Okay. Does it connect with Regency's East Texas system by any chance?
Okay. And then another question was, maybe I haven't – I didn't hear this correctly, but did you say you added to your basis hedge taking advantage of – I mean, you have seen a wider basis. Was this an opportunity to add to your basis hedges?
Yes, Helen. This is Martin. I said that we have not done much in the way of basis. We have checked the box on the retaining fuel. And part of the rationale on the basis is that given it was so low there was more upside potential than basis going to zero, which we had experienced in late 2008 – I am sorry, late 2009, early 2010. We are evaluating that today given where basis differentials have widened even relative to where we were at the end of June 30 to where we are today. So that is something that we are evaluating. And line of what Mackie mentioned here in terms of our thoughts, you might see some of that here over the next six months. But that's something we are looking at today.
Okay. Thank you very much.
Your next question comes from the line of Barrett Blaschke with RBC Capital Markets. Please proceed.
Hi, guys. Just a quick question. Any thoughts on IDR splits, restructuring the GP at this point?
Barrett, this is Kelcy. No, obviously we're studying what our government is doing and potential tax consequences that might suggest we would look at that, but at this time we are not looking at that and really in any depth.
Your next question comes from the line of Jeremy Tonet with UBS Warburg. Please proceed.
I think most of my questions have been answered, but I just want to touch on the midstream natural gas volumes. It seems there's a bit of a decline from a year ago and I just wanted to know if you could comment on that a bit.

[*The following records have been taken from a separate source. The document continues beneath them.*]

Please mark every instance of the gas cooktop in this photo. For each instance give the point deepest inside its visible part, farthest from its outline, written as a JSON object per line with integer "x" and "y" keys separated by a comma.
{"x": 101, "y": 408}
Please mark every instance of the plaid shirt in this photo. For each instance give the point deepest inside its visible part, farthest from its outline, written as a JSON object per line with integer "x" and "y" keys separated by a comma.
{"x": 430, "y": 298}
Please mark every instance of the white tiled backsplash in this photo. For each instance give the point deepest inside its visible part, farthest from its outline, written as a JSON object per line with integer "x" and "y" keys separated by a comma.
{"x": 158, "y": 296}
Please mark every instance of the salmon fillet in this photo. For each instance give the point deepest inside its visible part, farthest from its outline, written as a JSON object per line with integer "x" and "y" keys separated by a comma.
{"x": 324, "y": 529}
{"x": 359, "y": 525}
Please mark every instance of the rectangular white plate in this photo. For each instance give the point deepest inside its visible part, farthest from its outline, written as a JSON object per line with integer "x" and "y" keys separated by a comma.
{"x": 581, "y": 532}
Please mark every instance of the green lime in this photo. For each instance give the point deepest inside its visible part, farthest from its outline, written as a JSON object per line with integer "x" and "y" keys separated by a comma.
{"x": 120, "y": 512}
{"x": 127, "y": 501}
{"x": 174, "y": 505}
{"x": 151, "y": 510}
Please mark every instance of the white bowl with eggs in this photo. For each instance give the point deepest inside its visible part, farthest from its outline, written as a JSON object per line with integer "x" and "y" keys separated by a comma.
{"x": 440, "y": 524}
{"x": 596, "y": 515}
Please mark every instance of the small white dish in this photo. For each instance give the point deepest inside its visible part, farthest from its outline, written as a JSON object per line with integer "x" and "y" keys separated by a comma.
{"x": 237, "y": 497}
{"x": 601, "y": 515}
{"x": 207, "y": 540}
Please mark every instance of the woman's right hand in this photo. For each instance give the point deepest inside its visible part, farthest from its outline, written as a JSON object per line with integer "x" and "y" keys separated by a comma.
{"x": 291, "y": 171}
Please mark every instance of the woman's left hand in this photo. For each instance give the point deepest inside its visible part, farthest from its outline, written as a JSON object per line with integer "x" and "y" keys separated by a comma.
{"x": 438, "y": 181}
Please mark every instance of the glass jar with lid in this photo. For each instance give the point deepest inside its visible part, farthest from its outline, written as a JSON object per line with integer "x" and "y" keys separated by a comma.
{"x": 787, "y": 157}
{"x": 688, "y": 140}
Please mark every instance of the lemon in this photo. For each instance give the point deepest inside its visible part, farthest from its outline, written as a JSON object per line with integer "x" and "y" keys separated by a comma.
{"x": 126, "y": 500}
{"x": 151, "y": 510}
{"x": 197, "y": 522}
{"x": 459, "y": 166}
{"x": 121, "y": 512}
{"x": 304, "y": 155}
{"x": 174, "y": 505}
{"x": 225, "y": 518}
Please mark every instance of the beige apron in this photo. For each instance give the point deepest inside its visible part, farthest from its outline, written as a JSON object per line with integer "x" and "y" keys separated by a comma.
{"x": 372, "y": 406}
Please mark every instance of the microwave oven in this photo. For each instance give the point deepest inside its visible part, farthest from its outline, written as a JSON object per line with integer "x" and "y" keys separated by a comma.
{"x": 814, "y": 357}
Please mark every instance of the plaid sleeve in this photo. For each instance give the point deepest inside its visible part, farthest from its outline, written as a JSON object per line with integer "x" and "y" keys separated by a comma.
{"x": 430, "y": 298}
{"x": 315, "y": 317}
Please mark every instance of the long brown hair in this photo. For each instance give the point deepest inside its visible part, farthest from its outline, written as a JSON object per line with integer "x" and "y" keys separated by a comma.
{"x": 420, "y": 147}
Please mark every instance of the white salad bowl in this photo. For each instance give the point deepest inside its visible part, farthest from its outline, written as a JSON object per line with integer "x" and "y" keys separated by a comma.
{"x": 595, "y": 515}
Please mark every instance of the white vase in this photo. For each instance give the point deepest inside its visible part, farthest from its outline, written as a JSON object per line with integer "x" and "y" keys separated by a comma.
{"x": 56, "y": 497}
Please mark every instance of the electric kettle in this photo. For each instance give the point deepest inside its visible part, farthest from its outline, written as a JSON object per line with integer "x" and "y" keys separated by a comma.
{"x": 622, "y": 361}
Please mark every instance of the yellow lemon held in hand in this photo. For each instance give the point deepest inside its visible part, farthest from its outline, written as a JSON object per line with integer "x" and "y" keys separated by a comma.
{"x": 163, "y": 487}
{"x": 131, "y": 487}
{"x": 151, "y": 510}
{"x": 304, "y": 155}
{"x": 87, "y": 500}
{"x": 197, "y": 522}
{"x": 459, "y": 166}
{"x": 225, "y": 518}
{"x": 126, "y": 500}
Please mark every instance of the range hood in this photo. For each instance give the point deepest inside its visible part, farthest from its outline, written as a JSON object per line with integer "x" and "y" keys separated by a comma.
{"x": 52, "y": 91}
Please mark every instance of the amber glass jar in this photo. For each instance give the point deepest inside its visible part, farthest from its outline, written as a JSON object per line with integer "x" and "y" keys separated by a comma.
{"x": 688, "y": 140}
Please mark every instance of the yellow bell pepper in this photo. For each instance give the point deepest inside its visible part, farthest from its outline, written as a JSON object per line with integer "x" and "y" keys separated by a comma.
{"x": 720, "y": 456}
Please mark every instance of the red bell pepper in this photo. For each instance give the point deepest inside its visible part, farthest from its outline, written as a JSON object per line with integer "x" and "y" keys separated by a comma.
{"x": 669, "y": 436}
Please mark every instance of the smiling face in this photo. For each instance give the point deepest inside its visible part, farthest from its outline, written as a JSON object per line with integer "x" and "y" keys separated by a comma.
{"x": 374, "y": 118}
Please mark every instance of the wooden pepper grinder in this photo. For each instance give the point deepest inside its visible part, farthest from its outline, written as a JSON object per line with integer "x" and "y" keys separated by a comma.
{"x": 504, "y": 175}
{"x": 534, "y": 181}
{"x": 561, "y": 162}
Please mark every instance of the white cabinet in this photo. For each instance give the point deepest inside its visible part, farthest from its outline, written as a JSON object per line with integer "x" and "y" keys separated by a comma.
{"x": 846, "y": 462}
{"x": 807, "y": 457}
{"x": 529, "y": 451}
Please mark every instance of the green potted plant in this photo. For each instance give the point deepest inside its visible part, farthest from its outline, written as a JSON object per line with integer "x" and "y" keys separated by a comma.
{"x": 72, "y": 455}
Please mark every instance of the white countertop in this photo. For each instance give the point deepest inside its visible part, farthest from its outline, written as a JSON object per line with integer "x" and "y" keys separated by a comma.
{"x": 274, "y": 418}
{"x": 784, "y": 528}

Yes, Jeremy. This is Martin. Some of those volumes come from – we have a small marketing arm within midstream that takes up space and capacity in our pipeline. A lot of that is going to be driven by just what the market is doing. Primarily from a basis perspective if we use that marketing to fill up any excess pipe or any excess capacity in our pipe. So given the basis trend that we saw late in ’09 and early 2010, there is not much of an incentive to move gas across the system given the lower basis differential. So that’s what you are seeing from a natural gas sold perspective on our midstream, but I think as you see from a liquid perspective from third-party producers where rich gas is coming into the system are getting processed, we are seeing the positive impact on our business from that.
Okay, because it seemed like the interstate volumes held in a lot better than midstream, so I didn't know if there was any different dynamics happening there.
No. That is pretty much, again, on the midstream side from marketing perspective, you are seeing that on the intrastate. Given the diversity of our customer base there, it is not surprising that it withstood a little bit better.
And with no further questions, I would now like to turn the call over to Mr. Martin Salinas for closing remarks.
Great. We appreciate everybody's time this morning. Everybody have a great week. Thank you.
Thank you for joining today’s conference. That concludes the presentation. You may now disconnect and have a great day.